Price and availability
At just £40 (about $50), the Wilko 4L air fryer outperforms rival models almost eight times the price. It looks the part and creates hassle-free, crispy and delicious food that rivals even far more expensive competition.
Design
Air fryers, generally, are not the most attractive of kitchen appliances. They’re effectively mini ovens so to house the controls, the fans, and enough capacity to cook meals for your family, they need to err on the chunky side. That said, many take this to the extreme. Thankfully, Wilko is an exception.
Its compact shape houses a 4L bowl with removable basket below two black control dials that come with a chrome-style finish. The top dial controls the time, the bottom dial sets the temperature up to a maximum of 200 degrees Celsius. There are then two LEDs – the left-hand light to tell you it’s on and a “Heating” light on the right-hand side that lets you know when the air fryer is at the correct temperature. You’d be surprised how few air dryers have this latter, highly useful feature.
Because Wilko’s air fryer uses manual, rather than digital controls, it doesn’t need internal space or the mechanics for a display, and this cuts down its size. It also means it’s an absolute doddle to use, with its controls resembling the dials on a regular oven and labelled as such.

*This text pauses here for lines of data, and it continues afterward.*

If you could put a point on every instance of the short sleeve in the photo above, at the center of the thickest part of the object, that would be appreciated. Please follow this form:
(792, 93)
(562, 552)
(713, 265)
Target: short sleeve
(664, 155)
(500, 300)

The downside to these manual controls is that the WIlko air fryer doesn’t come with pre-programmed settings like the majority of its rivals. It doesn’t make it any less versatile, it just requires setting the temperature and time manually, but it is worth noting. As is the fact its timer maxes out at 30 minutes, while the standard is an hour. This isn’t an issue when cooking chips, individual portions of meat, and cakes, yet if you’re using it to roast a small chicken, you will need to remember to reset the time halfway through.
Performance
Chips are the go-to food item for cooking in an air fryer but the appliance can be used to bake, roast and cook just about anything you can make in a regular oven, space permitting. We tested the Wilko air fryer with chips as well as chicken wings and could barely fault its performance.
The chips were crispy on the outside, fluffy in the center and tasty. Some air fryers sacrifice this fluffy center to make sure the skin has bite, yet Wilko managed to tick both boxes. This was despite the basket being full and without us shaking the basket mid-fry. The vast amount of chips were consistently cooked proving the heat is evenly distributed. Its chicken wings equally had a crispy skin with a decent bite without overly drying out the meat.
The timer ticks, akin to the sound of an egg timer, as the air fryer’s cooking time counts down and a bell sounds when the cooking has finished. There’s something reassuring and familiar about the two sounds, and they’re less jarring than the repetitive beeping of its rivals.
The design of the air fryer means you can’t see inside it while it’s cooking; you’d have to expose the bowl/basket to cold air to check on your food, but this is a minor inconvenience if you’re only opening it briefly. It’s also not the quietest of air fryers and has a tendency to get hot to the touch during cooking so is worth keeping out of reach of children.
Verdict
Wilko’s air fryer isn’t perfect, but it comes close. Plus, at this price the sacrifices you make for the short timer and how hot it gets during cooking almost pale into insignificance. Some people will prefer digital controls, but if you can get past that, you’ll get a space-saving, attractive, and easy-to-use air fryer that consistently makes great-tasting food.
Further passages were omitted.